Our results showed that the serum level of progesterone was significantly lower in schizophrenic patients than in healthy individuals, which was in agreement with some previous studies (16, 24, 25). These studies have noted a negative role for progesterone in developing the disease symptoms, predominantly negative symptoms, along with a link between estradiol and progesterone levels. Other studies have denoted a significant decrease in estradiol and progesterone levels in schizophrenic patients compared to control subjects, while other hormones have been noted to be elevated in these patients. Elevated levels of progesterone and estrogen in the luteal phase have been reported to correlate with milder symptoms, and a lower level of progesterone at the beginning of the treatment was noted to predict a better therapeutic response. The results of these studies are consistent with ours. Recent studies have highlighted the neuroprotective effects of progesterone, mediated via inducing anti-apoptotic mechanisms and promoting cell survival. Furthermore, this hormone has an inhibitory effect on glutamatergic synapses. Allopregnanolone, a progesterone metabolite, was shown to inhibit the dopamine-induced release of glutamate in the prefrontal cortex (3, 26).

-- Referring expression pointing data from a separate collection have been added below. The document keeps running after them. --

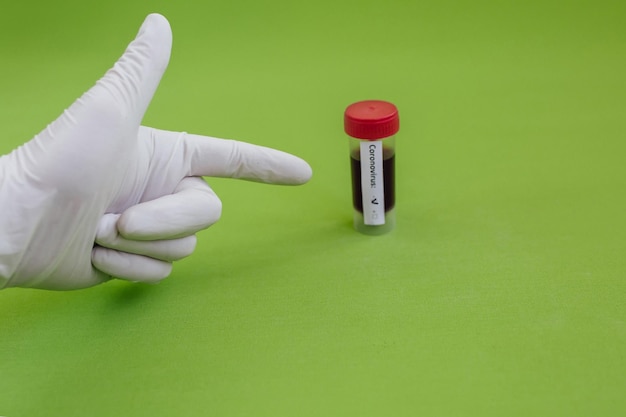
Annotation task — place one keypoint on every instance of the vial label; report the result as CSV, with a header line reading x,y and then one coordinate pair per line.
x,y
372,183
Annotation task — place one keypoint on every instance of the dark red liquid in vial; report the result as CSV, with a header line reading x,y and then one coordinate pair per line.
x,y
389,177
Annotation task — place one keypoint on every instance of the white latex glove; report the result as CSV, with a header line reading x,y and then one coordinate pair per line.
x,y
96,175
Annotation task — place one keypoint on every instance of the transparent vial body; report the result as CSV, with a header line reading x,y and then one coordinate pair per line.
x,y
373,184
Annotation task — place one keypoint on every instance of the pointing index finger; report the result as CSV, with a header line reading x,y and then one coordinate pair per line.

Regarding the serum level of estradiol, our results revealed no significant difference between schizophrenic patients and control subjects. Contrary to our results, Bergemann et al. (27) showed that women with schizophrenia, with or without antipsychotic-induced hyperprolactinemia, had low serum estrogen levels. Also, Sánchez et al. denoted the stimulating effect of estrogen on the activity of dopaminergic neurons, especially in the striatum and nucleus accumbens (28, 29). Treatment with estradiol can regulate presynaptic and postsynaptic transmitters and receptors, as well as the synthesis, release, and circulation of dopamine in both cortical and striatal areas (30, 31). According to the studies mentioned, the lack of a significant difference in estrogen levels between the two study groups in the present study may be related to the confounding effects of antipsychotics, which could affect the dopaminergic pathway. Also, some studies have raised the role of racial differences in the variabilities observed in 17-beta estradiol and estrone levels, which may be related to various aromatase enzyme (32).

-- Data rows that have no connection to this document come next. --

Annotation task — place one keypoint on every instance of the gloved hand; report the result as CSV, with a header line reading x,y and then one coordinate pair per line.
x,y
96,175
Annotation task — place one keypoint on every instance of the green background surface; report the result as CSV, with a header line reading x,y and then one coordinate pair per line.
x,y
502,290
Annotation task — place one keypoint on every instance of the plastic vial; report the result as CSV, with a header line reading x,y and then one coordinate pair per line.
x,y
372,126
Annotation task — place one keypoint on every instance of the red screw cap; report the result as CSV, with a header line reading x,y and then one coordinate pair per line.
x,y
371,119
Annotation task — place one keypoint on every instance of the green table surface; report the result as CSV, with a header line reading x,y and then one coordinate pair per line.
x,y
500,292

In the present study, no statistically significant positive correlation was observed between the average serum levels of estradiol and progesterone and the total scores of PANSS, Positive Positive and Negative Syndrome Scale (PPANSS), Negative Positive and Negative Syndrome Scale (NPANSS), and General Positive and Negative Syndrome Scale (GPANSS). Consistently, some studies have stated that the serum level of progesterone has a negative correlation with the total PANSS score and positive PANSS scores, suggesting a relationship between low hormone levels and the severity of the disease in schizophrenic patients (3).

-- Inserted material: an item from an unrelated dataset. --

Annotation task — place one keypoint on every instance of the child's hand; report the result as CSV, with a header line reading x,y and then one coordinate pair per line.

In contrast with our study, in Weiser et al. study (2019) (33), which enrolled 200 female schizophrenic patients for eight weeks, one group received estradiol patches, and the other group was administered a placebo. The results showed noteworthy improvements in the positive symptoms of the disease according to the PANSS questionnaire, while younger participants did not benefit from estradiol. Likewise, Bergemann et al. assessed the relationship between estradiol level and the severity of positive and negative schizophrenia symptoms based on the PANSS and reported similar findings with a significant improvement in symptoms during the luteal phase (8, 34, 35). Although no significant difference was observed in the serum level of estradiol between the study groups in our study, it seems that estrogen exerts an antipsychotic effect, similar to other antipsychotics, on the symptoms of schizophrenia and, therefore, has a positive impact on the disease course in schizophrenic women. Contrary to our study, there have been studies that showed a negative correlation between serum progesterone level and PANSS total score and positive PANSS score, which indicates the relationship between low hormone levels and disease severity in schizophrenia patients.

Conclusion

Considering the hormonal changes in schizophrenic patients compared to control subjects and their significant relationship with the severity of positive symptoms, determining hormonal levels in these patients and implementing complementary hormonal therapies such as estradiol and similar compounds can be beneficial as the starting point for schizophrenia treatment, where therapeutic responses can draw the future developmental framework.

Limitations

The study limitations included the small sample size and the restrictions caused by the COVID-19 pandemic, demanding compliance with health protocols and, therefore, a reduction in visits to health centers, including psychiatric clinics, which prolonged the patient recruitment process and obtaining samples. Also, considering the effects of some drugs, such as risperidone and aripiprazole, on the level of the hormones assessed, it is necessary to adjust for the effects of such drugs in future studies. In addition, not considering sex differences intra-individual and ethnic biological variations were other limitation in the present study. A clinical trial study is suggested to investigate the difference hormone levels on schizophrenic patients.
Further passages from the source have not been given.